C’est dire la puissance de la chose.

Cet album est le pendant musical du Rose poussière de Jean Jacques Schuhl qui ne sortira quant à lui que seulement trois années plus tard.

Moderniste, de surcroit donc.

Cet analogisme atteint son point culminant lorsque Melmoth chante Les hamburgers des Rolling Stones et le sourire de Marlene Dietrich.

Cet album s’ouvre sur Le voyage d’été, ode au un-doigt-une-touche dégoulinant d’orgue, où Melmoth “étend son regard sur l’été de Tanger”, spleen du voyageur, Burroughs Ginsberg et Kerouac ne sont pas très loin, mais pour lui comme pour eux “Ailleurs est toujours pareil”.

Suit Vous direz que je suis tombé, sorte de “Midnight express” à sa façon ode à la prison en quelque sorte.

Puis arrive enfin le tube ultime: La mort multicolore qui commence juste sur un riff de batterie qui ne peut que nous faire penser au “requiem pour un con” de Gainsbourg, où Melmoth laisse exploser à tout va sa prosodie et ses obsessions tout en chantant comme joue Joe Dallessendro.

Nous ne sommes donc jamais sûrs de savoir s’il chante ou s’il parle. Dashiell crée ici une sorte de Talkover poussé à l’extrême. Bien avant Gainsbourg encore une fois

Arrive Papier à fleurs puis Le blues interminable de la préposée au chalet d’aisance du bureau d’émigration que son nom résume a lui seul. Mary-flora bell enfin, ode a la serial killeuse de 11 ans a peine.

Ce 33 tours composé comme un opera rock, sans la vulgarité d’un Tommy des Who qui flirte avec le rock FM, thème aussi bien musical que poétique, car ici c’est bien de poésie qu’il s’agit, qui se recoupe et se rejoigne, s’achève sur Le voyage d’hiver dans un final apocalyptique teinté d’un Free Jazz à la LA Blues des Stooges. Sax a l’appui.

Mais tout cela bien sur, un an avant la parution de Fun House, brulot Stoogien par excellence. Ce qui ne fait que rendre encore une fois la chose on ne peut plus savoureuse et chère au mélomane averti.

La carrière de ce jeune homme, qu’est Melmoth va se poursuivre sous divers pseudonyme. De Dashiell Hedayat à Jack Alain Léger en passant par Paul Smail et bien d’autres.
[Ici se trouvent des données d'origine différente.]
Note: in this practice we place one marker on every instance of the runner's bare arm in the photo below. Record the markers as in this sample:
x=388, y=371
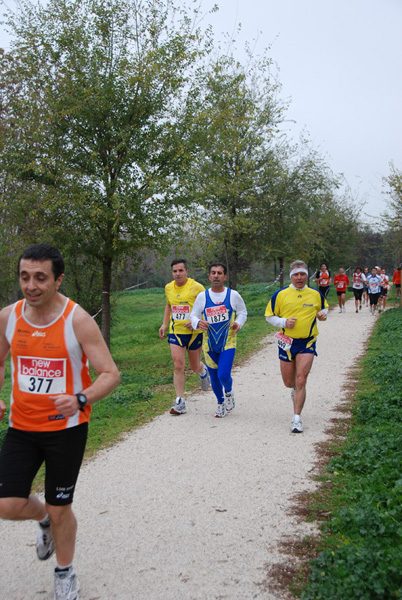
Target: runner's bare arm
x=94, y=347
x=4, y=350
x=166, y=318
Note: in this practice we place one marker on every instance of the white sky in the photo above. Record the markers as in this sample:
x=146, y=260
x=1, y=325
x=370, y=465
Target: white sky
x=340, y=63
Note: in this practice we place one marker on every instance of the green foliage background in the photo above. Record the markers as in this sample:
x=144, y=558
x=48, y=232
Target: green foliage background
x=363, y=540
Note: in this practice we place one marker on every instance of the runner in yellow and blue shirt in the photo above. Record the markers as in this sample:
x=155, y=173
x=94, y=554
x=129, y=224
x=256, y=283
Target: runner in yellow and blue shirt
x=295, y=309
x=180, y=297
x=220, y=312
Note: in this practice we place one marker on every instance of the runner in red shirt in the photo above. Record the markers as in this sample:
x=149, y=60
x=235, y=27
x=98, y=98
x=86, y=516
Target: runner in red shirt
x=341, y=281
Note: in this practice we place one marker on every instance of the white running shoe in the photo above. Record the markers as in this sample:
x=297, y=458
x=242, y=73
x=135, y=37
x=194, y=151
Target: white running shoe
x=230, y=401
x=179, y=407
x=44, y=541
x=296, y=426
x=66, y=585
x=205, y=381
x=220, y=410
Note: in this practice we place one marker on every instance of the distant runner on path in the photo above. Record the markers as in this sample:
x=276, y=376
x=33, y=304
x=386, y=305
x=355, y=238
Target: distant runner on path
x=358, y=287
x=396, y=280
x=50, y=339
x=341, y=281
x=220, y=312
x=295, y=309
x=374, y=287
x=323, y=278
x=180, y=297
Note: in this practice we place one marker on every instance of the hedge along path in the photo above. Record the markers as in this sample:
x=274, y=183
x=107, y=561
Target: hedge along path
x=193, y=507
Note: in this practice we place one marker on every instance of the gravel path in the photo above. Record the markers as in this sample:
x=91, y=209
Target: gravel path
x=192, y=507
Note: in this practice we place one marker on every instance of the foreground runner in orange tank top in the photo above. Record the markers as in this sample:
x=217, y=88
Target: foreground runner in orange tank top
x=50, y=340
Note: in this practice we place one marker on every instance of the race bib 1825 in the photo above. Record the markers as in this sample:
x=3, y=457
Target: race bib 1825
x=217, y=314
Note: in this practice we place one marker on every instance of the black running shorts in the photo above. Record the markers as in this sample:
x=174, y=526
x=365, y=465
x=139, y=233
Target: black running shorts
x=23, y=453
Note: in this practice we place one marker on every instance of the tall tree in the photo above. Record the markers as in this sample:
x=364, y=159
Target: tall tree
x=237, y=113
x=94, y=90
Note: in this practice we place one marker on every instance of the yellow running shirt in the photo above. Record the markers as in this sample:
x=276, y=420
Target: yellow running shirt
x=181, y=300
x=303, y=304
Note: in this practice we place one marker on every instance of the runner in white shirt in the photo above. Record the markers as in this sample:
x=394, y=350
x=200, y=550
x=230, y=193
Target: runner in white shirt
x=220, y=312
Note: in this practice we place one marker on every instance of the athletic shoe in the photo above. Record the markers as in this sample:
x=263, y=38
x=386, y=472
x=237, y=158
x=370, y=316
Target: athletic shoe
x=179, y=407
x=220, y=410
x=66, y=585
x=44, y=541
x=205, y=381
x=296, y=427
x=229, y=401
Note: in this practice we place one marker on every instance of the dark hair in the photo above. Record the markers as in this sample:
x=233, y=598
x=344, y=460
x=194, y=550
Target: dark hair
x=42, y=252
x=177, y=261
x=218, y=265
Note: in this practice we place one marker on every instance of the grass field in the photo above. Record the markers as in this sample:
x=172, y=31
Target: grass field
x=360, y=550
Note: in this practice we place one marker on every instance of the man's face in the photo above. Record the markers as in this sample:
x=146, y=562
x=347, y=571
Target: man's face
x=37, y=281
x=299, y=279
x=217, y=278
x=180, y=273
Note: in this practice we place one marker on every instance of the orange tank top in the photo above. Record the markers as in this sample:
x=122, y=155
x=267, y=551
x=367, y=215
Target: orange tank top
x=45, y=361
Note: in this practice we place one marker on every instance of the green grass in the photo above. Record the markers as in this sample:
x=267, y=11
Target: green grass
x=361, y=545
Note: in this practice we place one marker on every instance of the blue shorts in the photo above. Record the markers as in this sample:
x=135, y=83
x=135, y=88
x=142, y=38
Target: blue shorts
x=191, y=341
x=299, y=346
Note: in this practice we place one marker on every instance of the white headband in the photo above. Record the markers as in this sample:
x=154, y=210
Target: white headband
x=301, y=270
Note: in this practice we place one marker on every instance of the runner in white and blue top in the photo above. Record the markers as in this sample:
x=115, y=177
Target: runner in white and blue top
x=374, y=289
x=220, y=312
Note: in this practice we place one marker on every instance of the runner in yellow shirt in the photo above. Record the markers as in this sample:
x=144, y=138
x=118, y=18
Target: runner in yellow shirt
x=180, y=297
x=296, y=309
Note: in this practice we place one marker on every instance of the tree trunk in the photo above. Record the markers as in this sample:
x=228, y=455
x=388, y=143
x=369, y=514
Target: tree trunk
x=107, y=282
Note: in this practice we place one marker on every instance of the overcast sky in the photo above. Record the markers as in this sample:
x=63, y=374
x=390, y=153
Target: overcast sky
x=340, y=63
Mais s’il ne devait en rester qu’un ce serait bien entendue Melmoth et sa devanture des ivresses

6 commentaires

J’ai eu vent de ce type via un papier d’Eudeline et une reprise par le groupe Tanger de “Chrysler Rose”. Et c’est vrai que tout ça (tout ça dont cet article) ça donne envie d’aller creuser ce que le bonhomme a fait, merci donc CVS, toi le spécialiste des dino pré-goth.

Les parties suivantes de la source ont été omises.